By Dr Owen Doran, ED Specialist, Auckland AED Ultrasound Lead
We currently have two ultrasound machines in our department- an older Envisor (Philips) and our new machine, the Sparq (also a Philips machine). We were the first emergency department in Australasia to own the Sparq, and it has been put to good use – its size, manoeuvrability and ease of use have made it popular. The image quality is also an improvement on our older machine.
Being a major trauma centre, the main use of ultrasound in the department is FAST and EFAST in the resuscitation room. This has allowed timely assessment for free intra peritoneal blood in our unstable trauma patients, supporting decisions regarding further management.
We also perform a number of screening scans for AAAs- particularly in older (>50yo) patients with undifferentiated abdominal pain. This has in the past, and will likely in the future been lifesaving.
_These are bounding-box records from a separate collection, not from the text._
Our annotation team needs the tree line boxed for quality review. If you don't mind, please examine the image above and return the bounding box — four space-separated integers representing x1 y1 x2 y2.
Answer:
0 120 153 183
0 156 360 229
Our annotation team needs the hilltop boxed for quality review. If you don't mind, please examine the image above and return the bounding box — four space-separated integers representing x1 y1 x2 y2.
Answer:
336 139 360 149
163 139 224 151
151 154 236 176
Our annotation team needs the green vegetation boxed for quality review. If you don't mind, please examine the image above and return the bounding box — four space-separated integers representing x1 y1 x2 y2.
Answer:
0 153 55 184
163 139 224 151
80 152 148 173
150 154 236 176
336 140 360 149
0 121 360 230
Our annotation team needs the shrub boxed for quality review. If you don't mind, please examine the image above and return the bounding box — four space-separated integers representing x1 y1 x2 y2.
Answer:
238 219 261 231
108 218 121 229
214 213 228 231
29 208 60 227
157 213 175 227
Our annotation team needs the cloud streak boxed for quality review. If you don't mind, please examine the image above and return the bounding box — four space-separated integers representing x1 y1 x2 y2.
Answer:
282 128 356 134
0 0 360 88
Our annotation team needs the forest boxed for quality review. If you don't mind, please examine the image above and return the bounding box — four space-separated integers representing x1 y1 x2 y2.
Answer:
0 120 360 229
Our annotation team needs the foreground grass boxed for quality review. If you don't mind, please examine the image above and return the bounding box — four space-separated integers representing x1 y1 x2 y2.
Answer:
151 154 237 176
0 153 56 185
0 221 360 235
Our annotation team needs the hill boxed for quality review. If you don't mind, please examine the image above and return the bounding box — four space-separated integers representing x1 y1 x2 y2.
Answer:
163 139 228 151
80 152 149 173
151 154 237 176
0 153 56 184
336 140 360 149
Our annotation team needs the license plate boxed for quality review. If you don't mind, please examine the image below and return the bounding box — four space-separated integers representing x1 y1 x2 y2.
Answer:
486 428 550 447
The third biggest area of use has been procedural ultrasound- particularly for vascular access. As well as using ultrasound for safe central venous access, we are increasing using ultrasound for difficult peripheral access. This certainly saves time and patient discomfort. With the recent purchase of a peripheral and internal jugular phantom, we will be able to improve our teaching of these vital skills.
The next application where I think ultrasound will benefit our patients will be in patients with shock. There are a number of protocols (e.g. RUSH) that have been shown to be beneficial to patients whose shock is poorly differentiated- aiding diagnosis and guiding management. This is an area that I hope we will develop our skills as a group.
Our challenges in the near future include improving our accreditation for our senior doctors, and also developing ultrasound skills amongst our trainees.